"Oh, I see! Anita?"
"Well, I sure ain't goin' to call on her ma—she's married a'ready."
Despite himself, Corliss smiled. "So that's what you wanted that new bed and table and the chairs for. Did they get marked up much coming in?"
"The legs some. I rubbed 'em with that hoss-liniment you give me. You can hardly tell. It kind of smelled like turpentine, and I didn't have nothin' else."
"Well, anything you want—"
"I know, boss. But this is goin' to be a quiet weddin'. No brass-bands or ice-cream or pop-corn or style. Just me and her and—and I reckon a priest, seein' she was brung up that way. I ain't asked her yet."

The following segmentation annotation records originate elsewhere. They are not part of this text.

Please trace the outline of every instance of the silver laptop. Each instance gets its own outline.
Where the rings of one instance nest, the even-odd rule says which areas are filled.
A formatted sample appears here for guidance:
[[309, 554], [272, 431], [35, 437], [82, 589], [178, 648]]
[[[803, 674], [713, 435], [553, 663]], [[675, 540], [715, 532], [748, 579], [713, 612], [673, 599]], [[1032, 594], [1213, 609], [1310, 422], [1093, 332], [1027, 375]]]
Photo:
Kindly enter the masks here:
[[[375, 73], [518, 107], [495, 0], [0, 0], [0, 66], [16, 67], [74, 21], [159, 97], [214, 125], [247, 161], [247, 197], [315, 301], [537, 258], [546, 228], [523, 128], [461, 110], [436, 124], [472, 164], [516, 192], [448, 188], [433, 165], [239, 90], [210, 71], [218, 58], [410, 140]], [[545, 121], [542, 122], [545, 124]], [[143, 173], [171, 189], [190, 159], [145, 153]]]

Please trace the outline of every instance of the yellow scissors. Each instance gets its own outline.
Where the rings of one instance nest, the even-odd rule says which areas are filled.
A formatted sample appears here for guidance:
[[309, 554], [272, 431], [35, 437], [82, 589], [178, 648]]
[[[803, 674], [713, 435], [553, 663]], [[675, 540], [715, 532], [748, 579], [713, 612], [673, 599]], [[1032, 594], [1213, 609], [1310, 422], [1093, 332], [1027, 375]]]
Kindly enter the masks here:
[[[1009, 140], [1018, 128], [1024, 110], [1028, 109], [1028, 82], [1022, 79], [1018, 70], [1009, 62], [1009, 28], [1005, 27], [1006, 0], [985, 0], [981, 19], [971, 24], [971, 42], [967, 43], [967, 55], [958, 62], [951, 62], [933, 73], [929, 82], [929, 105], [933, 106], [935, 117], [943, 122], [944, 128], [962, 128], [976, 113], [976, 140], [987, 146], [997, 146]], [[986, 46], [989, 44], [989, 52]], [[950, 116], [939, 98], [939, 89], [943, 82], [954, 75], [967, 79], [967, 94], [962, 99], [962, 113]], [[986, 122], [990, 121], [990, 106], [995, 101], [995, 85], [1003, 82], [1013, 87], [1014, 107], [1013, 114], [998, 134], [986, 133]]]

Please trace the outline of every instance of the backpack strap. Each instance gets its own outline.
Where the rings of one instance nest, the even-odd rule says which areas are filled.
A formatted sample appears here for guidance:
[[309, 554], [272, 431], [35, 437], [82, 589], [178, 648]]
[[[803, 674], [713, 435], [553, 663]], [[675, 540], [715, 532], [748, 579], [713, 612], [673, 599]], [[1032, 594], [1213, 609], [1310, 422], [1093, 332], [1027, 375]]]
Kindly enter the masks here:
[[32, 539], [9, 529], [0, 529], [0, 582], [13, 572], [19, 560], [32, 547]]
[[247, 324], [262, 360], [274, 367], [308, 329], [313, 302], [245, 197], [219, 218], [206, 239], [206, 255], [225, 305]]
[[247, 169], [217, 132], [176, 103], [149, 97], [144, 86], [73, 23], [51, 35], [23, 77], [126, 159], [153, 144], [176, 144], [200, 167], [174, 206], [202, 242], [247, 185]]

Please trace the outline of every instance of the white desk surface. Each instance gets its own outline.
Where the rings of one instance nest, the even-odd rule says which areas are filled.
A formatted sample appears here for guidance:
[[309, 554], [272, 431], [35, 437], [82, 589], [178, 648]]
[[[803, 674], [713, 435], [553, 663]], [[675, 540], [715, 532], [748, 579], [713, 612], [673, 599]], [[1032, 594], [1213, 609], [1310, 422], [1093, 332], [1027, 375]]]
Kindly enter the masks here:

"What? About getting married, or the priest?"
"Nothin'. We got kind of a eye-understandin' and her ma and me is good friends. It's like this. Bein' no hand to do love-makin' stylish, I just passes her a couple of bouquets onct or twict and said a few words. Now, you see, if I get that buckboard and a couple of hosses—I sure would like the white ones—and drive over lookin' like business and slip the ole man a box of cigars I bought, and Mrs. Miguel that there red-and-yella serape I paid ten dollars for in Antelope, and show Anita me new contract with the Concho for pumpin' water for seventy-five bones a month, I reckon the rest of it'll come easy. I'm figurin' strong on them white hosses, likewise. Bein' white'll kind of look like gettin' married, without me sayin' it. You see, boss, I'm short on the Spanish talk and so I have to do some figurin'."
"Well, Sun, you have come along a lot since you first hit the Concho! Go ahead, and good luck to you! If you need any money—"
"I was comin' to that. Seein' as you kind of know me—and seein' I'm goin' to git hitched—I was thinkin' you might lend me mebby a hundred on the contrac'."